“NSFW” by Isabel Kaplan

An orange book cover that reads

NSFW
By Isabel Kaplan

I received an ARC of NSFW from Henry Holt & Company in exchange for an honest review.

NSFW follows an unnamed protagonist, a Harvard graduate whose mother, a famous feminist attorney, helps her get a low-level position at a TV network in LA. You can probably guess where this is going. As she claws her way up the ladder, the protagonist starts hearing rumors of sexual misconduct (this is pre-#MeToo), and she realizes that maintaining her values and moving up at the company are mutually exclusive. Things get worse when she asks her mother for aid.

It’s a story we’ve seen before (Kitty Green’s The Assistant comes to mind), but it’s a story that remains frustratingly, persistently relevant. I don’t blame anyone for not wanting to read another book about rape and misogyny. But I’ll say this: NSFW handles its sensitive subject matter better than most novels, thanks to Kaplan’s exceptionally sharp prose and smart structural choices.

Kaplan’s writing reminded me of none other than Elif Batuman’s in The Idiot and Either/Or (which is pretty much the highest praise I can give to an author), books with which NSFW has many stylistic similarities in addition to protagonists who share many qualities. The protagonist of NSFW, although a bit more cynical than Selin of The Idiot and Either/Or, perceives the world in much the same way, and her narration is so satisfying in its precision and its obsession with poking and prodding, like a tongue returning again and again to the gap where a tooth used to be.

NSFW doesn’t address sexual assault head-on. The protagonist is assaulted, but not by the boss at her network (although he is scummy in his own way), which keeps the stakes small and personal, and therefore more meaningful. The assault is also not the core conflict of the story. Kaplan’s ace in the hole is the relationship between the protagonist and her abusive mother. I can’t recall ever reading an abusive parent written this well or this accurately, and using that relationship as a catalyst for how the protagonist reckons with her assault provides it with unexpected dimensions.

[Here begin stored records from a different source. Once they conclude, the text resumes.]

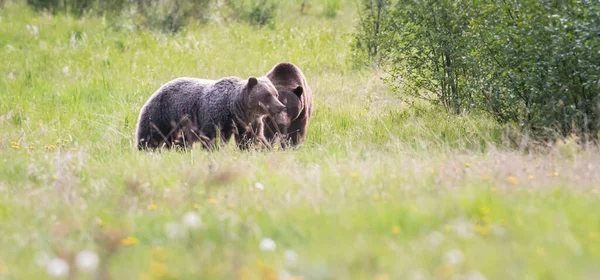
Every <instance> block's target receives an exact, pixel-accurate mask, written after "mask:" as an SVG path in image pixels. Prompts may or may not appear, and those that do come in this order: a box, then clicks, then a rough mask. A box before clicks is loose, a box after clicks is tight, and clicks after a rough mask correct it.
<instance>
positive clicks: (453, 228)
mask: <svg viewBox="0 0 600 280" xmlns="http://www.w3.org/2000/svg"><path fill="white" fill-rule="evenodd" d="M444 231H445V232H452V231H454V227H453V226H452V225H448V224H447V225H445V226H444Z"/></svg>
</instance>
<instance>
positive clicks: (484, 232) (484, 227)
mask: <svg viewBox="0 0 600 280" xmlns="http://www.w3.org/2000/svg"><path fill="white" fill-rule="evenodd" d="M473 231H475V232H477V233H479V234H481V235H487V234H488V233H489V232H490V227H489V226H482V225H474V226H473Z"/></svg>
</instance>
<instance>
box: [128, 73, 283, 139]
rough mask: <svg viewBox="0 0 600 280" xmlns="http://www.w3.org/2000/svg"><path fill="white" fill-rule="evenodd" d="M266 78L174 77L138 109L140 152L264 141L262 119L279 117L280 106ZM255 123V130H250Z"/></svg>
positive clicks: (281, 107)
mask: <svg viewBox="0 0 600 280" xmlns="http://www.w3.org/2000/svg"><path fill="white" fill-rule="evenodd" d="M277 97H278V93H277V90H276V89H275V87H274V86H273V84H272V83H271V82H270V80H269V79H268V78H266V77H260V78H254V77H250V78H249V79H248V80H243V79H241V78H238V77H227V78H223V79H220V80H216V81H215V80H203V79H196V78H178V79H175V80H172V81H170V82H168V83H166V84H165V85H163V86H162V87H161V88H160V89H158V90H157V91H156V92H155V93H154V94H153V95H152V96H151V97H150V98H149V99H148V101H147V102H146V104H145V105H144V106H143V107H142V110H141V112H140V116H139V118H138V124H137V131H136V140H137V147H138V149H140V150H143V149H147V148H151V149H155V148H159V147H166V148H172V147H177V146H182V147H184V148H185V147H191V145H192V144H193V143H194V142H197V141H199V142H201V143H202V145H203V146H204V147H205V148H207V149H211V148H214V147H216V144H217V137H220V138H219V139H218V140H220V142H219V143H226V142H227V141H229V139H231V136H232V135H235V140H236V143H237V144H238V146H239V147H240V148H242V149H244V148H248V147H249V145H250V144H251V142H253V141H259V142H263V143H265V144H267V143H268V142H267V141H266V139H264V135H263V126H262V118H263V117H264V116H266V115H275V114H278V113H280V112H281V111H282V110H283V109H285V106H284V105H283V104H281V102H280V101H279V100H278V99H277ZM252 124H254V126H255V127H252Z"/></svg>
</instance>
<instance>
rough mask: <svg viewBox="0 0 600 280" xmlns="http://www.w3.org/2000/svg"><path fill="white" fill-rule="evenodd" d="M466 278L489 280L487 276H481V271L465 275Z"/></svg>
mask: <svg viewBox="0 0 600 280" xmlns="http://www.w3.org/2000/svg"><path fill="white" fill-rule="evenodd" d="M465 278H466V279H467V280H487V278H485V276H484V275H483V274H481V273H480V272H479V271H475V272H471V273H469V274H467V275H465Z"/></svg>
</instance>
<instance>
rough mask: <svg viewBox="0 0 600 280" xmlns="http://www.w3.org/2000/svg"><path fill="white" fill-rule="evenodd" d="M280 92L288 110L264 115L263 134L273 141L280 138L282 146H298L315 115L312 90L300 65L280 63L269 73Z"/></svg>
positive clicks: (301, 140) (281, 95)
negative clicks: (312, 115) (268, 114)
mask: <svg viewBox="0 0 600 280" xmlns="http://www.w3.org/2000/svg"><path fill="white" fill-rule="evenodd" d="M265 76H266V77H267V78H269V80H270V81H271V82H272V83H273V85H274V86H275V88H276V89H277V91H278V92H279V101H281V103H283V104H284V105H285V106H286V110H285V111H283V112H281V113H280V114H278V115H275V116H267V117H265V118H264V126H265V127H264V135H265V137H266V139H267V141H269V142H270V143H273V142H275V140H276V139H278V140H279V141H280V142H281V145H282V147H283V148H286V147H287V146H288V145H292V146H298V145H300V144H302V143H304V140H305V139H306V129H307V127H308V123H309V121H310V117H311V115H312V110H313V105H312V99H313V96H312V90H311V89H310V87H309V86H308V83H307V82H306V78H305V77H304V74H303V73H302V71H301V70H300V68H298V66H296V65H294V64H292V63H288V62H282V63H278V64H277V65H275V67H273V69H271V71H269V72H268V73H267V74H266V75H265Z"/></svg>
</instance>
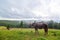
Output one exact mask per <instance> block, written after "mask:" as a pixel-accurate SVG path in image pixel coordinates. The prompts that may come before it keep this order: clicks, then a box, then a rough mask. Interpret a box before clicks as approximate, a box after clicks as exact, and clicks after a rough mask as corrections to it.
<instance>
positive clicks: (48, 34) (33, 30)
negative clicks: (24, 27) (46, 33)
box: [0, 27, 60, 40]
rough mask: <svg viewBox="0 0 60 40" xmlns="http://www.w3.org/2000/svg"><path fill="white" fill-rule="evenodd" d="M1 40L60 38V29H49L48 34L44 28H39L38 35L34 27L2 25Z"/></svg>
mask: <svg viewBox="0 0 60 40" xmlns="http://www.w3.org/2000/svg"><path fill="white" fill-rule="evenodd" d="M0 40H60V30H58V29H49V32H48V35H44V30H43V29H39V35H36V34H35V31H34V29H33V28H10V30H7V29H6V27H0Z"/></svg>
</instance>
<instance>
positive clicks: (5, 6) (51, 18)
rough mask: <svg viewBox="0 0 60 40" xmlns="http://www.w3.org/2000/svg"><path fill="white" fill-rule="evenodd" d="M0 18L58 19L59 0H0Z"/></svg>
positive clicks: (58, 20)
mask: <svg viewBox="0 0 60 40" xmlns="http://www.w3.org/2000/svg"><path fill="white" fill-rule="evenodd" d="M0 19H3V20H5V19H30V20H31V19H32V20H33V19H35V20H36V19H39V20H55V21H60V0H0Z"/></svg>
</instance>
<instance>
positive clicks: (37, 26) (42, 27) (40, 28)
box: [32, 22, 48, 35]
mask: <svg viewBox="0 0 60 40" xmlns="http://www.w3.org/2000/svg"><path fill="white" fill-rule="evenodd" d="M32 26H33V28H35V32H36V33H37V32H38V29H42V28H43V29H44V31H45V35H46V34H48V27H47V24H45V23H41V22H37V23H32Z"/></svg>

If NSFW has a problem, it’s the ending. It’s too simple. Too cute. Everything leading up to it honors a simple truth: the world is a messy place””speaking up about rape and sexual assault isn’t consequence-free for survivors””and there are no easy answers. But the ending about-faces, reminding me of a YA book in the worst way possible, and reduces all that complexity to a binary choice that feels entirely at odds with the rest of the novel. It’s a real disappointment.

NSFW is a difficult book to recommend. Not just because of the subject matter, but because of the writing style, which was a perfect fit for me but likely won’t be for many readers. If you read The Idiot and Either/Or and are searching for a novel with similar narration, NSFW may be for you. If you appreciate intelligent and unexpected approaches to well-worn stories, NSFW may be for you. Kaplan is a smart, thoughtful storyteller, and I look forward to reading more from her.